Quelles sont les leçons que vous tirez de la propagation éclair de ce rançongiciel ?
Nous devons assumer la responsabilité de protéger nos clients. Mais beaucoup de clients victimes l’ont été car malheureusement ils n’ont pas mis à jour [leur ordinateur]. On ne peut évidemment pas mettre à jour un système pour un client, c’est lui qui doit le faire. Nous avons la responsabilité de corriger les problèmes, mais si, ayant sorti un correctif au mois de mars, deux mois après il n’est toujours pas installé, ça pose problème. Tous les hackeurs étudient les correctifs que nous publions pour en déduire où attaquer. Il faut donc corriger le plus vite possible. Si on attend, on prend des risques.
Parmi les victimes, connaissez-vous la part de ceux qui utilisaient XP et ceux qui utilisaient des versions plus récentes mais pas mises à jour ?
Les appels à notre service support concernaient pour la plupart des versions pour lesquelles des patchs existaient depuis le 14 mars.
Avez-vous une idée du nombre de victimes en France ?

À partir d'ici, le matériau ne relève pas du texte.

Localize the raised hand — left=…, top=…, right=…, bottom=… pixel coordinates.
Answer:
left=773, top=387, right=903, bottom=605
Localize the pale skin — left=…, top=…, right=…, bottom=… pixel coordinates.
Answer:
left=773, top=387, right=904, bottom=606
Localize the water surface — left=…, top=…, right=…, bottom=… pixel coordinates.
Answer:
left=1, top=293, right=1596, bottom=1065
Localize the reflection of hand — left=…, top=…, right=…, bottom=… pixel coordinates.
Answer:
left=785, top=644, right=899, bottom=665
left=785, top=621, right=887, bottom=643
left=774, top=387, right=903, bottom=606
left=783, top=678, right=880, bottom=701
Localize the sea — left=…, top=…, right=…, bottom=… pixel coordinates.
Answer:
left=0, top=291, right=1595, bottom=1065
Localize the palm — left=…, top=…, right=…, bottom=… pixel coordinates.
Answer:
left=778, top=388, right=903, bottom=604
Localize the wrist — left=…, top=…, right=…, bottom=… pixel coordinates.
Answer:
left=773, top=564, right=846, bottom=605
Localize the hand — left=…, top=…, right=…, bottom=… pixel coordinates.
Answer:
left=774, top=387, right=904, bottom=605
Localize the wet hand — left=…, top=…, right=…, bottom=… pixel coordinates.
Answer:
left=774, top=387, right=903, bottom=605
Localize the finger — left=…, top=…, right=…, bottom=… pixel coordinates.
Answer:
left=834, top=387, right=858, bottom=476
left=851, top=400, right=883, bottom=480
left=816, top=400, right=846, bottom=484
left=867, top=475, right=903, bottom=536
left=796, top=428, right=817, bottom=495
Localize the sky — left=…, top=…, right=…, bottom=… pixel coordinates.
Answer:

Non, je n’ai pas cette information. Les versions infectées sont la plupart du temps dans les entreprises, et on ne sait pas ce qui se passe dans les entreprises. Vous constaterez qu’il n’y a pratiquement pas eu un seul utilisateur grand public touché par ce problème. C’est la preuve que, paradoxalement, les consommateurs sont mieux protégés que les entreprises : ils ne se posent pas trop la question, quand un correctif sort, ils l’installent. Les entreprises se posent plus de questions, de compatibilité par exemple
Nous avons eu à peu près 60 appels à notre centre de support au niveau des entreprises, et la plupart du temps c’était pour aider les clients à mettre en œuvre les correctifs. Le nombre de clients victimes est extrêmement réduit. J’ai connu beaucoup de crises de sécurité, celle-ci n’a pas été une énorme crise. Mais toutes les machines qui ne sont pas encore corrigées sont potentiellement vulnérables. Le problème n’est malheureusement pas éradiqué. Il est important pour les entreprises de mettre à jour leur système.

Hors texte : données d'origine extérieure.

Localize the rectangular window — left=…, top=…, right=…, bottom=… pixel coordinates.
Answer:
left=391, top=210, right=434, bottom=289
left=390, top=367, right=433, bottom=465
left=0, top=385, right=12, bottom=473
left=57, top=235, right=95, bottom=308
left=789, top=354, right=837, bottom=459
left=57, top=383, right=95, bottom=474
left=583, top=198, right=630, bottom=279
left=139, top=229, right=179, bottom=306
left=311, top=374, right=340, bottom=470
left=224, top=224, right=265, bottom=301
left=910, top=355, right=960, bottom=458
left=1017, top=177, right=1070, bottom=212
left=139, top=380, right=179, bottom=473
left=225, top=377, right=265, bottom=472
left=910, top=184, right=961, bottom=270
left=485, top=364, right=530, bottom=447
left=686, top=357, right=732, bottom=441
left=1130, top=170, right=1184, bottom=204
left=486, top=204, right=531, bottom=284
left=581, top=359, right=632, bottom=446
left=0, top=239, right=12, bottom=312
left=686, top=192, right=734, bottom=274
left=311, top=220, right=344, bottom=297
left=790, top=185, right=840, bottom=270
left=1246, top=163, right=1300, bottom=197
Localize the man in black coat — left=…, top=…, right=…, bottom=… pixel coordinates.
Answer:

Comment a réagi Microsoft vendredi ?
Quand le problème a commencé à se diffuser, essentiellement en Europe au départ, en Angleterre et en Espagne, on a immédiatement reproduit le problème, vu exactement de quoi il s’agissait et récupéré le logiciel. Les machines ne s’infectent pas toutes seules. Au départ, on parle d’une attaque de type ingénierie sociale, de phishing [par e-mail malveillant], qui va commencer par attaquer une machine, qui aura la possibilité de regarder toutes les machines vulnérables du même réseau et les infecter.
Les équipes du Microsoft Security Response Center ont été mobilisées immédiatement. Le problème était assez facile car on avait déjà sorti la correction, ce n’est pas comme si on avait dû créer un correctif. Là on parle d’attaques qui étaient déjà connues. On avait tous les éléments nécessaires pour répondre aux besoins des clients.

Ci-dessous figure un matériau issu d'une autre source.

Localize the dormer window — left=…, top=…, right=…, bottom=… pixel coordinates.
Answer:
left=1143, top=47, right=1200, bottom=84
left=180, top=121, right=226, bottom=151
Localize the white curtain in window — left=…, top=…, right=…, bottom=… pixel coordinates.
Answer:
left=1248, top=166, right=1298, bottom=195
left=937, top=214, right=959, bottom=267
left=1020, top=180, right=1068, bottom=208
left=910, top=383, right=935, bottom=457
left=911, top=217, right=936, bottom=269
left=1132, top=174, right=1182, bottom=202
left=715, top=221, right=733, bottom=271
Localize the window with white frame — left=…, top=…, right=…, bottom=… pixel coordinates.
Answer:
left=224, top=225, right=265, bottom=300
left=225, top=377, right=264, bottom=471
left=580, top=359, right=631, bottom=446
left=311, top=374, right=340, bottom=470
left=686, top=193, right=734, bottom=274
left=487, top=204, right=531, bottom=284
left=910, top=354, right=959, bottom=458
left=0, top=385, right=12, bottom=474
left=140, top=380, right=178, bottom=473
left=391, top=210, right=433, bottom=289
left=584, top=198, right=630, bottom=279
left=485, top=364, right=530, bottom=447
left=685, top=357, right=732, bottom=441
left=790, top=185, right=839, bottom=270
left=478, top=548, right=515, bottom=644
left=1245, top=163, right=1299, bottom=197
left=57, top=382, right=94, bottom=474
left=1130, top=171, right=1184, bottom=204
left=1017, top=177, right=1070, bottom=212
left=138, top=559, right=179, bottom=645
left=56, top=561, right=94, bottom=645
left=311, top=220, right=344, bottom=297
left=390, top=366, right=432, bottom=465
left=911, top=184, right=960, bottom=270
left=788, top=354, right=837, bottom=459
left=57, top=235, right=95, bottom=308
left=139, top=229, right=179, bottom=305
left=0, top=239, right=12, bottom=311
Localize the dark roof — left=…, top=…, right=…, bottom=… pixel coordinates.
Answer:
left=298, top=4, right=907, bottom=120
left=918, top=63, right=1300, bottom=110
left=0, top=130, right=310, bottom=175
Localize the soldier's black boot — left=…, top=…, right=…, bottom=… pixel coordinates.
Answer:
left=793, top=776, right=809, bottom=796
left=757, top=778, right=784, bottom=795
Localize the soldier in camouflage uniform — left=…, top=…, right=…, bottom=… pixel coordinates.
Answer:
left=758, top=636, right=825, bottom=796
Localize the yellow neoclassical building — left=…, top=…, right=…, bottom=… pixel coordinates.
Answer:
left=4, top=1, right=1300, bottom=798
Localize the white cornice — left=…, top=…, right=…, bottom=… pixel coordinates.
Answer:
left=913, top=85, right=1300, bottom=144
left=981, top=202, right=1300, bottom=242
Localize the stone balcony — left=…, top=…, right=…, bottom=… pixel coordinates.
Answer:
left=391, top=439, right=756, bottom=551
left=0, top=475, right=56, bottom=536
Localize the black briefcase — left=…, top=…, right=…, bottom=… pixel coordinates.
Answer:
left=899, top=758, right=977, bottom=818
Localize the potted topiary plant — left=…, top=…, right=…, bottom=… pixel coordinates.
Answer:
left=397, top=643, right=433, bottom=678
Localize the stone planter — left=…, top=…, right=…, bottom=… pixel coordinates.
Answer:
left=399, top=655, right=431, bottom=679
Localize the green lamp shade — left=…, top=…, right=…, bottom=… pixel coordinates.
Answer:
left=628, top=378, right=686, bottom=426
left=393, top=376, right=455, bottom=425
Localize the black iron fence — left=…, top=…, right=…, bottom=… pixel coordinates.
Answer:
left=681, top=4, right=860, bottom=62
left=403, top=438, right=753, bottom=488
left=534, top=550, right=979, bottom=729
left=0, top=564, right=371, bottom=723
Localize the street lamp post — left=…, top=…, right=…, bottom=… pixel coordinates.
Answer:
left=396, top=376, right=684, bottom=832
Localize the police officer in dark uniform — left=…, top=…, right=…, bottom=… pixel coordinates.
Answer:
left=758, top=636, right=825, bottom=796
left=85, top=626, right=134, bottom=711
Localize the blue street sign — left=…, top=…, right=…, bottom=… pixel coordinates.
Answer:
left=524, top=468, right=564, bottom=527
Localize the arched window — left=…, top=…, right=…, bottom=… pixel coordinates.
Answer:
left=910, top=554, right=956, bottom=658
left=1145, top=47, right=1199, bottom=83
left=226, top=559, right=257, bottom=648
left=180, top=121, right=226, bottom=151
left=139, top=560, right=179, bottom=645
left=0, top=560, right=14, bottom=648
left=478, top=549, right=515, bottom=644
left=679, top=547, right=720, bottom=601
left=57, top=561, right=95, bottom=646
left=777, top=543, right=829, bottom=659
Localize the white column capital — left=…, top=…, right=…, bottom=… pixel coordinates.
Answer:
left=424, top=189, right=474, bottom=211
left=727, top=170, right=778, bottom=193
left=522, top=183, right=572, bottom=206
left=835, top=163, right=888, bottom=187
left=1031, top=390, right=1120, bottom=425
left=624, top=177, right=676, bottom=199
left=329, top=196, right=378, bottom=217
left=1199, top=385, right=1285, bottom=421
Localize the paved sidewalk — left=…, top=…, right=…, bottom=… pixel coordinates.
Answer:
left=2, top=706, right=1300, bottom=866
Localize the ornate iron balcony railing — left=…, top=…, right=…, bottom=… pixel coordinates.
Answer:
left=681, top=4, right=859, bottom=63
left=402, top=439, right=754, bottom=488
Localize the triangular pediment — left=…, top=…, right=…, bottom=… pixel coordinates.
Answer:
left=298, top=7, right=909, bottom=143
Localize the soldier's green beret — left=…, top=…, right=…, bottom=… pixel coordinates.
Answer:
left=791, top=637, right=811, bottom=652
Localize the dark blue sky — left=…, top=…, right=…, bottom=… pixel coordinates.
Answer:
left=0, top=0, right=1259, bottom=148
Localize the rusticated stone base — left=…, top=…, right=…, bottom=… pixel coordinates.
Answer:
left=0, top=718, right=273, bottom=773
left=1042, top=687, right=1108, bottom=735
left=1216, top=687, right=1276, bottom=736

Les enquêteurs vont essayer de remonter vers le patient zéro, indispensable pour tenter de comprendre d’où vient le rançongiciel. Vous êtes particulièrement bien placé pour voir comment cette épidémie a progressé, en savez-vous plus sur son origine ?
On a effectivement quelques informations et on collabore avec Europol, Interpol et la police sur ce genre de sujets. On fera tout le nécessaire pour leur communiquer toutes les informations nécessaires. Mais cela correspond à une enquête en cours, je n’ai pas la possibilité de vous en dire plus.